Stephen Hill from ARM clearly believed in heterogeneity, with four types of processing on a typical chip:
- Big core (ARM Cortex-A15 today)
- Little core (ARM Cortex-A7) – to create the kind of bigLITTLE setup that allows for a bigger span of power-performance settings.
- GPU (from ARM, that means Mali T604 today) – they clearly see that GPGPU is moving into the mobile space very quickly, doing the same kind of work that it has done on the desktop, and with the same effect of reducing the need for general processor cores.
- Special-purpose accelerators – except when merged into the ISA, as noted above.
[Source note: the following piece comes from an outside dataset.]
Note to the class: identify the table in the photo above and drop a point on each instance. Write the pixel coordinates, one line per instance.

In researching some of the material from James Larus’ talk, I also came across an interesting talk from Surge 2011 where Artur Bergman from fastly.com tell how they have optimized their content delivery network by only relying on plain processors and not using any network processing offload, router ASICs, etc. Too hard to use, to easy to make errors and have the software crash, and “Xeons are simply faster”. Note that the word “energy” is never mentioned in his talk.
Software Needs to be 100x Better
The software perspective was presented by James Larus from Microsoft research. His talk made many interesting points, but I think the main points were that:
We are not even trying to make efficient systems today, throwing away billions of clock cycles on plain pure overhead. Example: IBM had investigated the conversion of a SOAP (text) date to a Java date object in IBM Trade benchmark.268 function calls and 70 object allocations. There is great modularity and nothing obviously wrong in the code. About 20% of memory is used to hold actual data, the rest is hash table, object management overhead, etc. In general, objects are small and waste is large. Great for programmers, bad for machines. We could and should find ways to do better in programming than this, need to find a way to make performance an abstraction we can work with.
Note that Larus is not advocating going back to assembly language – there is far too much value in programmer productivity – but just that we remove unnecessary waste from our systems while advancing the state of the art in programming languages.
Distributed systems are the new norm. Why don’t we teach it? All programmers should need to understand how build systems from many separate parts. In particular, the impact of IO and network traffic on software performance. Distribution is not free either.
For an example of how bad things can be, he brought up a nice introspective talk from Surge 2011, about the Etsy website:
So, that’s my summary of an interesting day.